5.3 Orlistat and sibutramine in the treatment
of obesity:
5.3.1 Although the trials have shown statistically
significant differences in weight loss compared to placebo, the
mean differences between treatment groups were sometimes small
and therefore may not be clinically significant. This may also
apply to secondary outcomes measured eg changes in lipid levels
and indicators of glycaemic control. It is therefore left to the
prescribing GP to decide whether these differences are of clinical
significance to their patients.
5.3.2 A positive result reported in one
trial may have been over-emphasised due to the failure to analyse
by intention-to-treat.
5.3.3 Both drugs have not been shown to
be effective and safe in the longer-term.
5.3.4 Weight loss following cessation of
therapy is usually regained over time and therefore the use of
anti-obesity drugs may detract from patients making long-term
healthy lifestyle changes.
5.3.5 Many contraindications, potential
drug interactions and stringent requirements for monitoring make
sibutramine difficult and impractical to useDrugs and Therapeutics
Bulletin 2001; 39(12): 89-91.
5.4 In terms of cost-effectiveness of guidance
issued, it is recognised that pharmacoeconomic analysis is a relatively
new science and is only as robust as the data included. Much of
the evidence on cost-effectiveness of newer interventions remains
inconclusive due to insufficient information and therefore it
is recommended that these data models be viewed with caution.

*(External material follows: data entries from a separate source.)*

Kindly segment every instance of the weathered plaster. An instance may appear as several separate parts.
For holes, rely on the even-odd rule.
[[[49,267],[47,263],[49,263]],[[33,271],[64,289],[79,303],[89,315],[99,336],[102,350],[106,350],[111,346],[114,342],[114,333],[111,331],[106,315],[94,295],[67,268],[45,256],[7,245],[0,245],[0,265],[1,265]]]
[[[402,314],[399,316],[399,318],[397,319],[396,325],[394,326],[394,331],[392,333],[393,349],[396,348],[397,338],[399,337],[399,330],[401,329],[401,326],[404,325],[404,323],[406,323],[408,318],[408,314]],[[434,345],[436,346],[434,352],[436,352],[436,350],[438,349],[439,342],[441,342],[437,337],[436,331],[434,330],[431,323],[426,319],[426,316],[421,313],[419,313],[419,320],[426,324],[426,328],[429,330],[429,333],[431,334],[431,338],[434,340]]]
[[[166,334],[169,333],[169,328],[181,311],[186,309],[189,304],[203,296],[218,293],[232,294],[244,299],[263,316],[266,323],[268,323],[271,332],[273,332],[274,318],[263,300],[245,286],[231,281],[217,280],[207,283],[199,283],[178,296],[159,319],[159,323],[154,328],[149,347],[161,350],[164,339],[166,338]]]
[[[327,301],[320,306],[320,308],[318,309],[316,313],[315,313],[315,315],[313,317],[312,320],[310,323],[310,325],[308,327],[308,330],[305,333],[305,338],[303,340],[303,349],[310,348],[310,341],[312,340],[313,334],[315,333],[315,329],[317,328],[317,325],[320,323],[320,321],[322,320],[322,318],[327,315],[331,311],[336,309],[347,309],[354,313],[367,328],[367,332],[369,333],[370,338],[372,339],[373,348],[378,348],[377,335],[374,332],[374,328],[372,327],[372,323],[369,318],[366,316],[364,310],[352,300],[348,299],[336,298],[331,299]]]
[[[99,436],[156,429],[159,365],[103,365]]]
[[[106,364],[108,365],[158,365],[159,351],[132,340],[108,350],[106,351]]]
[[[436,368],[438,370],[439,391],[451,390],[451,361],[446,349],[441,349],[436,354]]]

Despite this, the Institute has issued guidance that requires
vast sums of investment for drugs where the cost-effectiveness
of such interventions is uncertain (riluzole, zanamivir, drugs
to treat Alzheimer's disease).
6. INDEPENDENCE
OF NICE
6.1 It is unclear from the guidance documents
whether Appraisal Committee members have interests to declare
and, if they do, there is no indication as to how the Institute
deal with these potential conflicts of interest or if the individual
is distanced from the appraisal process in any way.